Foto: Sean Gallup / Getty Images

Ein Taxifahrer, der von einem Passanten zusammengeschlagen wird, 30 Rechtsextreme, die einen Jugendclub überfallen, ein Sprengsatz vor einer Pizzeria, Hakenkreuze an der Wand einer Moschee: Schon mehr als 50 solcher Fälle hat das Internetportal „Mut gegen rechte Gewalt“ seit Jahresbeginn dokumentiert. Angriffe auf Menschen dunkler Hautfarbe, auf linke Jugendliche, Obdachlose und Antifaschisten, Anschläge auf Imbisse, interkulturelle Wohnprojekte und Linke-Parteibüros – seit der Selbstenttarnung des Nationalsozialistischen Untergrunds ist auch die alltägliche rechte Gewalt ins Blickfeld der Parteien gerückt. Nun fordert die SPD öffentlichkeitswirksam höhere Strafen.
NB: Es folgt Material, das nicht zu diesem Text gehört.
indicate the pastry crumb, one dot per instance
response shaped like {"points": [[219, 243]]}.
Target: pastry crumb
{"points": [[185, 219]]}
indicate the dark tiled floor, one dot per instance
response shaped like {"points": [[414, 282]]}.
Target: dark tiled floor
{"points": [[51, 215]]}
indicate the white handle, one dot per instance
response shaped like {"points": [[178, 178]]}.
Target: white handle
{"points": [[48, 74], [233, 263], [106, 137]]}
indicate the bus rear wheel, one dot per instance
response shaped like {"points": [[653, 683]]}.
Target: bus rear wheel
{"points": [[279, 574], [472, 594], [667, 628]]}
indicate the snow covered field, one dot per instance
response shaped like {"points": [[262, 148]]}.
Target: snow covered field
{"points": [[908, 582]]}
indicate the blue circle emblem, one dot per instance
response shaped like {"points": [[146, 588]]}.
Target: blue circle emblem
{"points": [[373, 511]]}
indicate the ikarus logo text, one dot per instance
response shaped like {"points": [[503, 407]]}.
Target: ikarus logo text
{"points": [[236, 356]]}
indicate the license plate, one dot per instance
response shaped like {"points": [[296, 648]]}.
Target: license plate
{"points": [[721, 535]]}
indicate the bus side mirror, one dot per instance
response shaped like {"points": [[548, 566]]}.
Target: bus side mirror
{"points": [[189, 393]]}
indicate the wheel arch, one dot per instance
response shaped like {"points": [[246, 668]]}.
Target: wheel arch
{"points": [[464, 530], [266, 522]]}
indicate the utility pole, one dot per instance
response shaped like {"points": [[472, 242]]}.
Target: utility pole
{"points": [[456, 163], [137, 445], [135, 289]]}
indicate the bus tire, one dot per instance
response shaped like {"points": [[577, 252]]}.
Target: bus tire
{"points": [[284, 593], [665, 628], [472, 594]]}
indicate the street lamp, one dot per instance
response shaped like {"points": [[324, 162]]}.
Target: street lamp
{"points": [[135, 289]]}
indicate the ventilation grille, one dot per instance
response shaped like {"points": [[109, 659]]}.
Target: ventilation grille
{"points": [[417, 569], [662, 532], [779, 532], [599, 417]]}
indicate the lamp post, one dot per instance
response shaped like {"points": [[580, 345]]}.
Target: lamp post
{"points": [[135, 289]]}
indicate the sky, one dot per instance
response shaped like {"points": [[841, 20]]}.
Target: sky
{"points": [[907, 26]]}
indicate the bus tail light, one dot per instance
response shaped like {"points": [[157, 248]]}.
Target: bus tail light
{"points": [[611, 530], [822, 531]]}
Die Bundestagsfraktion und der Bundesrat haben einen Gesetzentwurf vorgelegt, mit dem sogenannte Hasskriminalität härter bestraft werden soll. Dazu fordern sie eine Änderung des Strafgesetzbuches. Gerichte sollen künftig „rassistische, fremdenfeindliche oder sonstige menschenverachtende“ Motive des Täters stärker berücksichtigen und entsprechend höhere Strafe verhängen. Das richtet sich gegen rechte Gewalt, ist allerdings unter Juristen durchaus umstritten. Denn auch nach geltendem Recht sieht das Strafgesetzbuch vor, dass die „Beweggründe und Ziele“ des Täters und die „Gesinnung, die aus der Tat spricht“ bei der Zumessung der Strafe berücksichtigt werden. Beruht die Tat auf Vorurteilen oder auf Hass gegen eine bestimmte Gruppe von Menschen, kann das zu einer höheren Strafe führen. Unklar ist jedoch, wie oft die Gerichte solche Gründe tatsächlich einbeziehen. Jedenfalls finden sich nur sehr wenige Urteile, in denen dies ausdrücklich als Begründung für eine höhere Strafe genannt wird.

Unscharfe Begriffe

Ein Hauptgrund dürften die unscharfen Begriffe sein, mit denen die Debatte um Hasskriminalität geführt wird. Die Formulierung des SPD-Entwurfes hilft da wenig weiter. So ist die Rede von „fremdenfeindlichen“ Motiven – ein Ausdruck, der von Betroffenen scharf kritisiert wird, vor allem, wenn er als Synonym für Rassismus verstanden wird. So betont etwa die Media-Watch Organisation „der braune mob“, fremdenfeindlich sei eine Tat nur, „wenn sie gegenüber einem Fremden verübt wurde, etwa einem Touristen. Ein Politiker oder Lehrer, der seit 20 Jahren in der Gegend wohnt, ist kein Fremder.“

Der Begriff „Rassismus“ ist dagegen zwar wissenschaftlich klar definierbar, umfasst aber viele Opfergruppen rechter Gewalt nicht: Obdachlose, Homosexuelle, Menschen mit Behinderung. SPD und Bundesrat wollen das mit der Formulierung „sonstige Menschenverachtung“ auffangen. Doch das sei zu unbestimmt, kritisiert der Rechtsanwalt Peer Stolle. Schließlich könne damit fast jede Form von Gewalttaten gemeint sein. In seiner Stellungnahme für den Rechtsausschuss des Bundestages betont er, damit werde „das besondere Charakteristikum von Vorurteilskriminalität, die sich immer gegen Minderheiten richtet, die über keine oder nur geringe gesellschaftliche Durchsetzungskraft verfügen, ausgeblendet“.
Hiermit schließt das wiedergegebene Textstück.